Googles search results are so much better, especially regarding technical searches and disambiguation of words.

DDG is a "nice try" and I really would like to see I getting better, but still the quality of DDG and Google is very different outside of "mainstream searches".

@thomas
I'm using DDG for about one year now, both for personal use (including scientific stuff) and professional use (software developer), in french and english, and it works quite well. I tried other search engines that didn't work well (yahoo and bing), but DDG fits my needs. Not saying it's better or equal to google, but I wouldn't say there is a major gap between them.

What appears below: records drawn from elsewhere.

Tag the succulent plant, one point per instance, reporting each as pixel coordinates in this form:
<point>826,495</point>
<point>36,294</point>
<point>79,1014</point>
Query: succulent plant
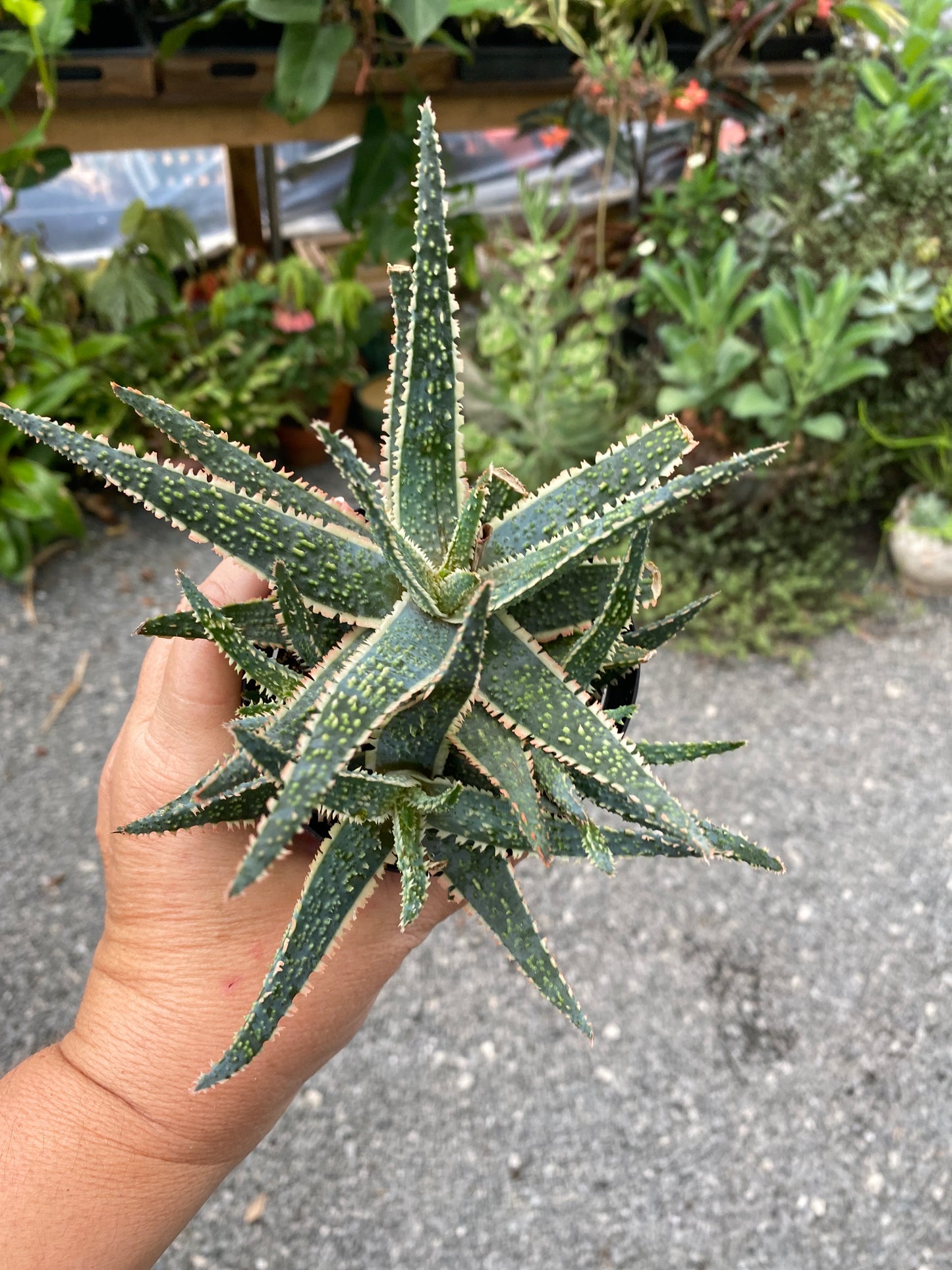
<point>423,683</point>
<point>901,300</point>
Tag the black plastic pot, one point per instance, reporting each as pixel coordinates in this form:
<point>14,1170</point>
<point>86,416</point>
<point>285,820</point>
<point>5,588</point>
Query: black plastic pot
<point>516,57</point>
<point>623,693</point>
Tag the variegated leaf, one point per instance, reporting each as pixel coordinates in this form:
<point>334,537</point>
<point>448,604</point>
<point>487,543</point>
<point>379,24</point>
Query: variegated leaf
<point>683,752</point>
<point>594,648</point>
<point>401,658</point>
<point>557,785</point>
<point>310,635</point>
<point>272,676</point>
<point>289,723</point>
<point>416,736</point>
<point>339,883</point>
<point>654,634</point>
<point>488,884</point>
<point>520,574</point>
<point>428,489</point>
<point>235,464</point>
<point>501,759</point>
<point>567,842</point>
<point>568,602</point>
<point>408,848</point>
<point>460,554</point>
<point>531,694</point>
<point>504,492</point>
<point>256,619</point>
<point>401,295</point>
<point>242,804</point>
<point>578,494</point>
<point>404,558</point>
<point>337,569</point>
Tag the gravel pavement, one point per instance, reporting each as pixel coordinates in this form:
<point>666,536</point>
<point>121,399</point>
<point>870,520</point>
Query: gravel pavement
<point>771,1083</point>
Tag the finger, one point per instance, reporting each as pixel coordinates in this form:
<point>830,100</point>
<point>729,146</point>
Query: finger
<point>200,693</point>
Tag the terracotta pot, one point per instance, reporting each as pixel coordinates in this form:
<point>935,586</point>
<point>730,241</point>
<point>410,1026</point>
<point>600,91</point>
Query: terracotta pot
<point>301,446</point>
<point>923,560</point>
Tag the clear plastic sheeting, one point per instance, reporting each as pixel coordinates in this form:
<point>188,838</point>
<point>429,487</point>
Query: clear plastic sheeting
<point>76,216</point>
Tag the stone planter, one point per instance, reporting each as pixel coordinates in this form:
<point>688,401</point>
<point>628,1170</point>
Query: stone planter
<point>923,560</point>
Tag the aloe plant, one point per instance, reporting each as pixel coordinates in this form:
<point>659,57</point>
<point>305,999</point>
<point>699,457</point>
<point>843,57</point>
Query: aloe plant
<point>423,683</point>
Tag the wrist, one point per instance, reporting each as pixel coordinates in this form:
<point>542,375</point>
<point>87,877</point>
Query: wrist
<point>89,1182</point>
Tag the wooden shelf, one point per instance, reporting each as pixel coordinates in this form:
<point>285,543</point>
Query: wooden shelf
<point>157,125</point>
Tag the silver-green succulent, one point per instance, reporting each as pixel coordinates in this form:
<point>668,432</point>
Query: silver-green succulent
<point>424,678</point>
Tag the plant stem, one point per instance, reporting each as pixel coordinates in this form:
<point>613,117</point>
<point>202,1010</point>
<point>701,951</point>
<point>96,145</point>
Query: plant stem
<point>601,219</point>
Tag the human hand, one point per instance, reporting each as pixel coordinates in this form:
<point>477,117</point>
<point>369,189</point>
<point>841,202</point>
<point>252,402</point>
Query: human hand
<point>104,1151</point>
<point>179,963</point>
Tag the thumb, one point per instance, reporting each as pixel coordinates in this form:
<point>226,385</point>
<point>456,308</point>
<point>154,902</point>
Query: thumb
<point>200,691</point>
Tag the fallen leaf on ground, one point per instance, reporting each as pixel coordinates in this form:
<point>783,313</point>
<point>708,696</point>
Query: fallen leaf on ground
<point>63,699</point>
<point>256,1209</point>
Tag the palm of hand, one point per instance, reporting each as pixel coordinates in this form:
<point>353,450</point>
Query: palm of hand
<point>179,963</point>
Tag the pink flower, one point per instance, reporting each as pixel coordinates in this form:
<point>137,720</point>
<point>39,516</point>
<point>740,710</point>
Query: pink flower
<point>291,322</point>
<point>692,98</point>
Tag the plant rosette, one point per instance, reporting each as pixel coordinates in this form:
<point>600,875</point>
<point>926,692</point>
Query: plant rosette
<point>922,550</point>
<point>426,679</point>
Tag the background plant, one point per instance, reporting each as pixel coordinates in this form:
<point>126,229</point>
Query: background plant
<point>549,349</point>
<point>813,352</point>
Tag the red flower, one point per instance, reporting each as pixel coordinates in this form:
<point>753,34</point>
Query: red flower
<point>553,138</point>
<point>692,98</point>
<point>293,322</point>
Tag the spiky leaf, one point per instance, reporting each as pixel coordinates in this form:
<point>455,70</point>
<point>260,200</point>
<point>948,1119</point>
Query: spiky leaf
<point>488,884</point>
<point>520,574</point>
<point>589,490</point>
<point>401,295</point>
<point>272,676</point>
<point>504,763</point>
<point>652,635</point>
<point>404,558</point>
<point>683,752</point>
<point>235,464</point>
<point>428,484</point>
<point>335,568</point>
<point>341,880</point>
<point>594,648</point>
<point>403,657</point>
<point>408,846</point>
<point>532,694</point>
<point>416,736</point>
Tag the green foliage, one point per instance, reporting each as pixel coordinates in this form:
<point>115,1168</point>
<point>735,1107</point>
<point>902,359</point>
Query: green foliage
<point>426,666</point>
<point>378,206</point>
<point>36,508</point>
<point>694,215</point>
<point>785,572</point>
<point>706,356</point>
<point>846,182</point>
<point>926,456</point>
<point>942,309</point>
<point>901,300</point>
<point>271,346</point>
<point>907,88</point>
<point>813,352</point>
<point>40,34</point>
<point>932,513</point>
<point>136,282</point>
<point>549,351</point>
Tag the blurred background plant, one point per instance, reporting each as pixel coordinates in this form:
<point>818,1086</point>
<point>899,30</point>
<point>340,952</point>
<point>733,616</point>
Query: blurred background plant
<point>546,352</point>
<point>791,283</point>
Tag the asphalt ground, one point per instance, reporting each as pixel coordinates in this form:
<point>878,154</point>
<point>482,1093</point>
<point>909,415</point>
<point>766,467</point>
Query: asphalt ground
<point>771,1081</point>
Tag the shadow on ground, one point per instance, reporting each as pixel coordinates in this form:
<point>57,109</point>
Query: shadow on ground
<point>771,1083</point>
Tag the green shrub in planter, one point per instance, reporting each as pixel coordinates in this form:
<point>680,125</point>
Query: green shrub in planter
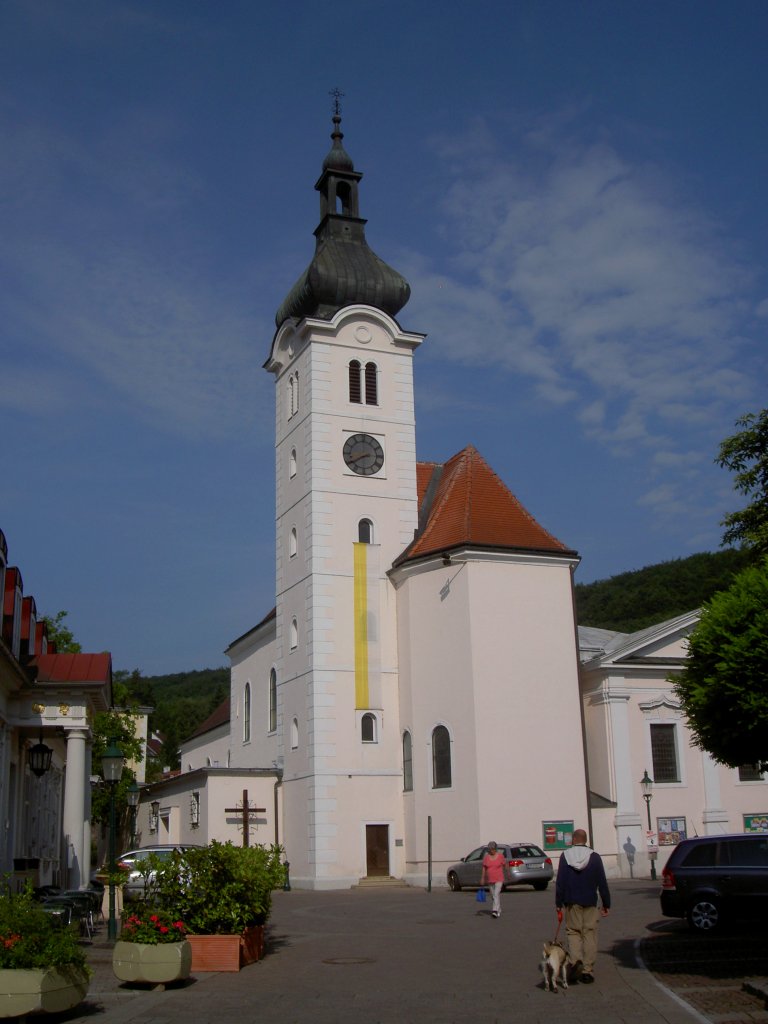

However, I'm still unhappy because it's centralized and relies on advertisement.
@peter

@peter
Good article, I believe same is true for general advertisement on webpages. News sites could just sell their slots based on article topic, get a advertisement image and a target url from the company who buys the slot and add it to the webpage. No tracking and probably enough to pay the bills for the online presence. Why they don't do it like that? Same reason as for Google: with tracking you earn more, it is just the typical capitalistic thinking of increasing your revenue.

@peter
> need to track your personal search history to make money
Of course it doesn't. But it does when you want to make A LOT OF money. 🤣 🤣

@peter @jaycie

Neat.

Tbh, paid search suggestions are a pita... And ddg makes it hard to see the difference.